Lüneburger Kegler Verein

Auswärtsreise in den Harz

Für die letzten zwei Saisonspiele der laufenden Zweitliga-Saison begeben sich die Kegler der KSG Lüneburg nochmals auf Reisen. Es stehen Auswärtsspiele gegen die KSG Wolfenbüttel und die SG Derenburg / Ilsenburg an. Während es für die Lüneburger allenfalls um die genaue Platzierung im Tabellenmittelfeld geht, steht insbesondere für Wolfenbüttel noch eine Menge auf dem Spiel.

Die erste Besonderheit des Spieltags wird sich den Lüneburgern am kommenden Samstag bereits auf der Anreise offenbaren: Obwohl der Gegner KSG Wolfenbüttel heißt, werden die Kegler ins fast 40 Kilometer entfernte Goslar reisen, wo die Gastgeber ihre Heimspiele austragen, weil die eigene Halle seit diversen Jahren nicht uneingeschränkt zur Verfügung steht. Wie Wolfenbüttels stärkster Spieler, Simon Faber, im Gespräch mit der KSG berichtet, fühle man sich auf der Goslarer Anlage zwar „sehr wohl“, dennoch musste man bereits sieben Punkte in fünf Heimspielen den Gastmannschaften überlassen. Auch diese mäßige Heimbilanz ist ein Grund dafür, dass sich der Aufsteiger noch immer im Abstiegskampf befindet und dringend Punkte benötigt. Fünf Punkte aus den Heimspielen wollen die Gastgeber für den Klassenerhalt mindestens holen. „Daher wird der Fokus sein (…) zwei Punkte gegen Euch zu holen und damit ein richtiges Endspiel gegen Bremen zu erhalten“, rechnet Faber der KSG vor.

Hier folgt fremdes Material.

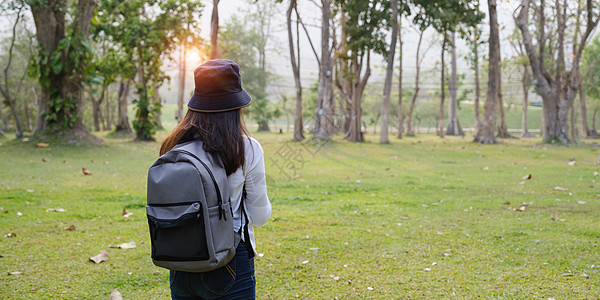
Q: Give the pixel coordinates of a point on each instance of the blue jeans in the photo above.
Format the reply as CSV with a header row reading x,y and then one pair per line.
x,y
232,281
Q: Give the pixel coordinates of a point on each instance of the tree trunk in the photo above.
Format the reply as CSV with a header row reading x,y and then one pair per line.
x,y
485,133
215,51
477,91
594,133
95,111
295,61
182,73
559,92
453,123
443,93
409,125
526,80
67,85
123,127
27,114
502,128
50,29
573,127
584,127
158,100
5,91
3,120
324,114
385,107
358,83
401,55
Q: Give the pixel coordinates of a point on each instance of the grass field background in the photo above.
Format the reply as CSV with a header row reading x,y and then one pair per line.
x,y
420,218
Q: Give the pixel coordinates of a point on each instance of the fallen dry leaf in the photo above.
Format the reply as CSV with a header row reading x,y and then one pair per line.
x,y
129,245
102,256
115,295
126,214
56,210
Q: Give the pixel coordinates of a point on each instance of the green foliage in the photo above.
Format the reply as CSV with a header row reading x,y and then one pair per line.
x,y
449,15
146,33
365,27
71,59
242,45
591,65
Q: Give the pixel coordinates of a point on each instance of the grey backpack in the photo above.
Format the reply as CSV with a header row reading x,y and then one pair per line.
x,y
189,211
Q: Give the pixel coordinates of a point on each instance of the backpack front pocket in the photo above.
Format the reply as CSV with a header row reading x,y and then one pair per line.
x,y
177,232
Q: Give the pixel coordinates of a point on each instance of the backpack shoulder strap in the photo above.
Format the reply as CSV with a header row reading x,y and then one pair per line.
x,y
245,227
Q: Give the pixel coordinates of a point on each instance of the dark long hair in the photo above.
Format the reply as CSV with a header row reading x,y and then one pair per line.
x,y
222,134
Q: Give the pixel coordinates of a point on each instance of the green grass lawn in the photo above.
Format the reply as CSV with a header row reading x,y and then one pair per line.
x,y
420,218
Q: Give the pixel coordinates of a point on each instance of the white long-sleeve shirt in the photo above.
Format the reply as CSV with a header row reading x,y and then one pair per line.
x,y
257,204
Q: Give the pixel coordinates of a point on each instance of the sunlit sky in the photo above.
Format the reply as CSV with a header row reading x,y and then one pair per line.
x,y
278,52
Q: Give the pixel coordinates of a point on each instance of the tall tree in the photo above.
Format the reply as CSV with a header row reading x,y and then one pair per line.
x,y
11,91
453,123
364,24
400,58
474,42
385,107
324,124
557,86
62,63
419,59
485,132
521,60
295,61
440,127
591,84
147,32
215,51
242,43
448,17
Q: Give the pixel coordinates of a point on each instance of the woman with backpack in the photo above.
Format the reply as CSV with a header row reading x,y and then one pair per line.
x,y
214,117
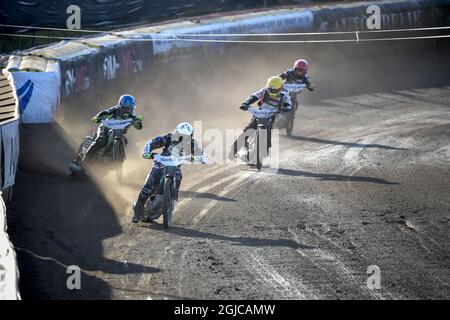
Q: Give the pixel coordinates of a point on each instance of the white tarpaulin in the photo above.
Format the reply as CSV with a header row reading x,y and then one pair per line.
x,y
38,94
9,273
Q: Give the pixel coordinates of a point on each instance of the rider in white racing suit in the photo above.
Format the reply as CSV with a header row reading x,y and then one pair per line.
x,y
179,142
297,75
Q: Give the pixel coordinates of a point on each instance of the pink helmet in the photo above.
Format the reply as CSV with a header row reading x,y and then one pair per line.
x,y
301,64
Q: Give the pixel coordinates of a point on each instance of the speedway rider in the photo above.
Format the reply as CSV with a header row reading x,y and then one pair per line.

Für die KSG wiederum wäre ein Punktgewinn auch erst das zweite Erfolgserlebnis in der Fremde. Nur in Bremerhaven konnten die Lüneburger bisher Zählbares einfahren, die übrigen vier Auswärtsspiele gingen allesamt mit 3:0 verloren. Für mögliche Punktgewinne hat auch die KSG den Fokus auf die Samstagspartie gelegt, wartet doch am Sonntag mit der SG Derenburg / Ilsenburg eine noch größere Hürde. Die Harzer, die in diesem Jahr erstmalig der Lüneburger Staffel zugeordnet wurden, gaben in fünf Heimspielen bisher nur einen Punkt ab, behielten in vier Begegnungen eine weiße Weste. Ein Punktgewinn durch die auswärts schwächelnde KSG ausgerechnet hier wäre sicherlich als eine der größeren Überraschungen der Saison zu bewerten.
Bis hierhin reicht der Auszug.